T cells are one of the primary attackers of the immune system. While this is beneficial in combatting illness, it can also be dangerous. Without something to keep them in check, T cells have the potential to start attacking harmless body cells too. Therefore, evolution has made it so that T cells have receptors on their cell membrane (the outer layer of the cell), which act as an off switch. As reported by the National Cancer Institute, if these off switches are activated, then the T cell stops attacking and chills out. While this may prove useful in some situations, many cancers have developed the ability to act as immune checkpoints themselves and trigger the off switches on T cells themselves, allowing them to evade being attacked. Consequently, immune checkpoints present an obstacle in facilitating the effective T cell attack on cancerous cells. Therefore, Immune checkpoint inhibitors are emerging as a leading treatment approach. Immune checkpoint inhibitors block immune checkpoints from binding to their corresponding receptors on T cells, preventing any interaction with the T cell itself, and allowing the T cell to attack the cancer cells without restriction.
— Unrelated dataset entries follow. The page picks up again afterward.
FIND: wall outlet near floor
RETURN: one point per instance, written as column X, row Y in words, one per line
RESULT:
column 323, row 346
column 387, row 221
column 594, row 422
The most common immune checkpoint inhibitors currently in circulation are Nivolumab and Ipilimumab.
According to the National Institute of Health, bispecific antibodies act as a microscopic velcro that directly attaches T cells and other immune cells to cancer cells, allowing for the immune cells to better recognise and eliminate cancer cells. Antibodies are a type of protein that are in the shape of a Y most of the time, the upper part of the Y being where the antibody attaches to a receptor on a cell. However, bispecific antibodies have a double Y shape, allowing them to attach to two different receptors, or two different cells, at the same time. Imagine the antibody as a puzzle piece. Different types of antibodies are different shaped puzzle pieces, and antibodies can only attach to receptors that fit with their puzzle piece. Scientists will engineer these bispecific antibodies so that one end is in the shape of a puzzle piece that fits with the receptor on the cancer cell, and the other side fits with the receptor on a T cell or other immune cell of their choosing.
Cancer’s insurmountable reputation has made it a leading role in several television dramas, stories, and news articles. Conventionally cancer treatments like radiation and chemotherapy treat cancer by basically bombing your body cells in hopes of killing the cancer, which is why they are so dangerous and make patients so ill. However, recent research studies that combine our surmounting knowledge in genetic engineering, immunology and cellular communication have led to several breakthrough treatments that act on each patient’s cancer on a specific and personalized level, leading to more effective outcomes with fewer unappealing ramifications.